Jonathan Marsden

Personal information
- Born: 7 April 1993 (age 33) Pembury, Kent, England
- Height: 6 ft 3 in (1.91 m)
- Batting: Right-handed
- Bowling: Right-arm fast-medium
- Relations: Robert Marsden (father)

Domestic team information
- 2013–2017: Oxford University
- 2014–2016: Oxford MCCU

Career statistics
| Competition | First-class |
| Matches | 8 |
| Runs scored | 55 |
| Batting average | 11.00 |
| 100s/50s | 0/0 |
| Top score | 27* |
| Balls bowled | 1,456 |
| Wickets | 26 |
| Bowling average | 26.84 |
| 5 wickets in innings | 1 |
| 10 wickets in match | 0 |
| Best bowling | 5/41 |
| Catches/stumpings | 5/– |
- Source: Cricinfo, 12 April 2020

= Jonathan Marsden (cricketer) =

English cricketer

Jonathan Marsden (born 7 April 1993) is an English former first-class cricketer.
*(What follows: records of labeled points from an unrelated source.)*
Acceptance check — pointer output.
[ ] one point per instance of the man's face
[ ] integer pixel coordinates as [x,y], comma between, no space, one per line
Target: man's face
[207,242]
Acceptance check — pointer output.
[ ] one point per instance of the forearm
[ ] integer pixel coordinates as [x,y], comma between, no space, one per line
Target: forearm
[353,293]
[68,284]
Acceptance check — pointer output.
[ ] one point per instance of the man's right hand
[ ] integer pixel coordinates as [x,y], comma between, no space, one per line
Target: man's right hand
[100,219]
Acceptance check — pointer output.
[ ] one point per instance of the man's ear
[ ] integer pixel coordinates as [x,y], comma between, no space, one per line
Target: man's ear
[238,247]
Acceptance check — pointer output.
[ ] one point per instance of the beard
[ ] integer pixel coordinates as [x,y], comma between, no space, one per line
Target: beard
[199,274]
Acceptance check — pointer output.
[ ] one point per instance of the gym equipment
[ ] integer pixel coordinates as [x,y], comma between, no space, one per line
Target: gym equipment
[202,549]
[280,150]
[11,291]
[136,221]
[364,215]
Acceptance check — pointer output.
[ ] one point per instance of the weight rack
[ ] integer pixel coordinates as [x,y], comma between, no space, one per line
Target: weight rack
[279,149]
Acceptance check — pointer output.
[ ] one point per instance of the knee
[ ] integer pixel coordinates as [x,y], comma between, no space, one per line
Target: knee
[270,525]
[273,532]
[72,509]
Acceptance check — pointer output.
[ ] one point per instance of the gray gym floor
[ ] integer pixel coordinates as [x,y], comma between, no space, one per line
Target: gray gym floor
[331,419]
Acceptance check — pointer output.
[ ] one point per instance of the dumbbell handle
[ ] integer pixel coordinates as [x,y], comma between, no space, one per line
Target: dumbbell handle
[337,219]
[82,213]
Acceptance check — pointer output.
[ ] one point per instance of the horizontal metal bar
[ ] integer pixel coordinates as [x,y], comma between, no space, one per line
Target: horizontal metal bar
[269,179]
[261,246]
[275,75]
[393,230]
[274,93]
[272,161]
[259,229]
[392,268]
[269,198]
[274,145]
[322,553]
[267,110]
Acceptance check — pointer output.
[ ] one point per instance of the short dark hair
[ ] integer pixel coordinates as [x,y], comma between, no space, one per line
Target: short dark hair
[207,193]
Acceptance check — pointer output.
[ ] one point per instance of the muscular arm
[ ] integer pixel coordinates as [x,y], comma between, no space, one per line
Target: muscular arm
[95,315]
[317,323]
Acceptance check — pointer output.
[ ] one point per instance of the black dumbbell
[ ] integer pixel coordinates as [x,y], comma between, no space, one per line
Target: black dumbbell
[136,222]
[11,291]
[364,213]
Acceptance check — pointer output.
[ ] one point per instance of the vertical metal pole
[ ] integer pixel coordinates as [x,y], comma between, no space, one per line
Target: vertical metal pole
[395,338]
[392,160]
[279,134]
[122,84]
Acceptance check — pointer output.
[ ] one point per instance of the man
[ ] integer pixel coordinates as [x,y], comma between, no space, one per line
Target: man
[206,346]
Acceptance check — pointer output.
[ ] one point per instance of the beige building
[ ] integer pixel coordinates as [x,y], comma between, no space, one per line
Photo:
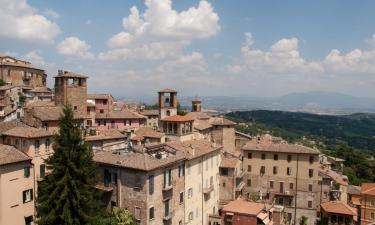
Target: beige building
[201,179]
[37,143]
[16,187]
[283,174]
[149,182]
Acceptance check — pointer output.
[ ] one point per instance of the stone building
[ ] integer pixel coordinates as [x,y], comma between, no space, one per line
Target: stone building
[201,179]
[71,89]
[338,212]
[367,203]
[149,182]
[21,73]
[16,187]
[231,177]
[286,174]
[37,143]
[167,103]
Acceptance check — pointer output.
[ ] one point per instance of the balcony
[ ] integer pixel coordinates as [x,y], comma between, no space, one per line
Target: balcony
[208,190]
[240,186]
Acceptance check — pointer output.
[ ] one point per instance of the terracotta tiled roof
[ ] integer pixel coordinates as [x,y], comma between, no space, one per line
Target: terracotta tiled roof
[167,90]
[221,121]
[9,154]
[5,126]
[368,188]
[41,90]
[177,118]
[123,114]
[99,96]
[150,112]
[106,135]
[354,190]
[148,132]
[137,160]
[69,74]
[194,148]
[241,206]
[28,132]
[339,207]
[278,146]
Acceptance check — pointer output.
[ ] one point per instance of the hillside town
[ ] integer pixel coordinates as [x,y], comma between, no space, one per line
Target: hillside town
[163,165]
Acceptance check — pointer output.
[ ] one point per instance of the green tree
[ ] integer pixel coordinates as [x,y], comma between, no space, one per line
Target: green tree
[123,217]
[67,195]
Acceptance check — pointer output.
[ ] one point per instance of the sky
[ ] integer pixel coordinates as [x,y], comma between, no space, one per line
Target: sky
[200,48]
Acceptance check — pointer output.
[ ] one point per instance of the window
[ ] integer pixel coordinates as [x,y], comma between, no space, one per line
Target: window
[152,213]
[191,216]
[181,170]
[36,146]
[137,213]
[224,171]
[151,184]
[47,145]
[311,159]
[181,197]
[289,171]
[28,220]
[26,171]
[27,195]
[166,208]
[42,171]
[262,170]
[190,193]
[311,172]
[167,178]
[275,170]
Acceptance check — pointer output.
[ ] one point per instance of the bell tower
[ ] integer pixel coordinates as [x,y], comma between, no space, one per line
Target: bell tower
[167,103]
[196,105]
[71,89]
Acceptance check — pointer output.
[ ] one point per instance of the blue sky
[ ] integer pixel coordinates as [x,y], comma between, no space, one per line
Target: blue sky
[237,48]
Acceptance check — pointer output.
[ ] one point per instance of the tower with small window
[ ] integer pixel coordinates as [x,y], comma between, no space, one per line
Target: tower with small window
[71,89]
[167,103]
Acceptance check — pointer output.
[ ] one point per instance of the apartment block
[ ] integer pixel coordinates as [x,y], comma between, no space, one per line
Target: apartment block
[284,174]
[16,187]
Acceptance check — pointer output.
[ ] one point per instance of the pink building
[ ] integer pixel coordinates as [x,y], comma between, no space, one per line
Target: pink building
[124,120]
[103,102]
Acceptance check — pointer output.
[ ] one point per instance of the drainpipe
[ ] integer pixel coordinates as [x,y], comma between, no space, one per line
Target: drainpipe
[295,196]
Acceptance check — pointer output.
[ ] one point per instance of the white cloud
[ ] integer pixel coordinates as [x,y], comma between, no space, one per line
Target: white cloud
[283,57]
[161,31]
[75,47]
[51,14]
[19,20]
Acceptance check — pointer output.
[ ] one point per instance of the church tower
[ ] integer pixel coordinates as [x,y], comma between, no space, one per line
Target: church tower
[167,103]
[71,89]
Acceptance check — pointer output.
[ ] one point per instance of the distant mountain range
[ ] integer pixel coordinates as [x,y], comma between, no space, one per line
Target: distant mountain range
[313,102]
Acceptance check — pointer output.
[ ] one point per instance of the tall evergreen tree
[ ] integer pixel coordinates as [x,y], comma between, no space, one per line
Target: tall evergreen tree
[67,196]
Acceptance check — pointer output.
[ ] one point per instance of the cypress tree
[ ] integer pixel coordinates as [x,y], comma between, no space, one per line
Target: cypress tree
[67,195]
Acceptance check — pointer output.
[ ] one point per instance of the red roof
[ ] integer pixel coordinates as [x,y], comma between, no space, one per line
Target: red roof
[368,188]
[177,118]
[339,207]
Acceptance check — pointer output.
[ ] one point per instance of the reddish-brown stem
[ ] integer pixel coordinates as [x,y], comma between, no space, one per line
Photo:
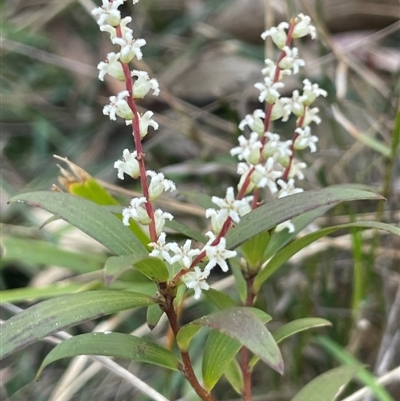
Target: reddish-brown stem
[186,368]
[244,352]
[138,144]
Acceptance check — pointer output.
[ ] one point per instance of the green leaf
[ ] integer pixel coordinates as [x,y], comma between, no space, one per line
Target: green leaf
[92,219]
[153,268]
[33,251]
[186,231]
[117,345]
[363,374]
[234,375]
[218,354]
[285,254]
[49,291]
[246,325]
[327,386]
[153,315]
[291,328]
[219,299]
[254,248]
[53,315]
[299,325]
[273,213]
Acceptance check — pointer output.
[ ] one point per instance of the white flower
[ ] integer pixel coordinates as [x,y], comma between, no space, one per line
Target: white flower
[161,249]
[270,70]
[269,90]
[128,165]
[123,26]
[118,106]
[196,280]
[249,149]
[278,34]
[235,208]
[244,170]
[108,13]
[311,92]
[217,254]
[136,212]
[276,148]
[159,184]
[296,169]
[159,220]
[286,224]
[305,139]
[281,109]
[291,61]
[303,27]
[143,84]
[265,175]
[287,188]
[184,254]
[130,47]
[112,67]
[218,218]
[254,121]
[311,115]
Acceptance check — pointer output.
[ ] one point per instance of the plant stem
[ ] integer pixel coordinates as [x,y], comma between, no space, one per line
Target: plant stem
[187,367]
The son of the cricketer Robert Marsden, he was born at April 1993 at Pembury, Kent. He was raised at Buxton, Derbyshire and was educated nearby at The King's School, Macclesfield. From King's he went up to St Hilda's College, Oxford. While studying at Oxford, he played first-class cricket for Oxford University, making his debut against Cambridge University in The University Match of 2013. He played first-class cricket for Oxford University until 2017, making a further four appearances in The University Match. In addition to playing for Oxford University, Marsden also made three appearances for Oxford MCCU against Nottinghamshire and Warwickshire in 2013, and Northamptonshire in 2014. In eight first-class matches, Marsden scored 55 runs with a high score of 27 not out, while with his right-arm fast-medium bowling he took 26 wickets at an average of 26.84, with best figures of 5 for 41. These figures, which were his only five wicket haul, came against Cambridge University in 2017 University Match. An all-round sportsman, Marsden also played rugby union for Oxford University RFC.

After completing his Postgraduate Certificate in Education, he became a maths teacher at Harrow School. He was appointed master-in-charge of cricket at Harrow in December 2019, working alongside the newly appointed director of cricket Mark Ramprakash.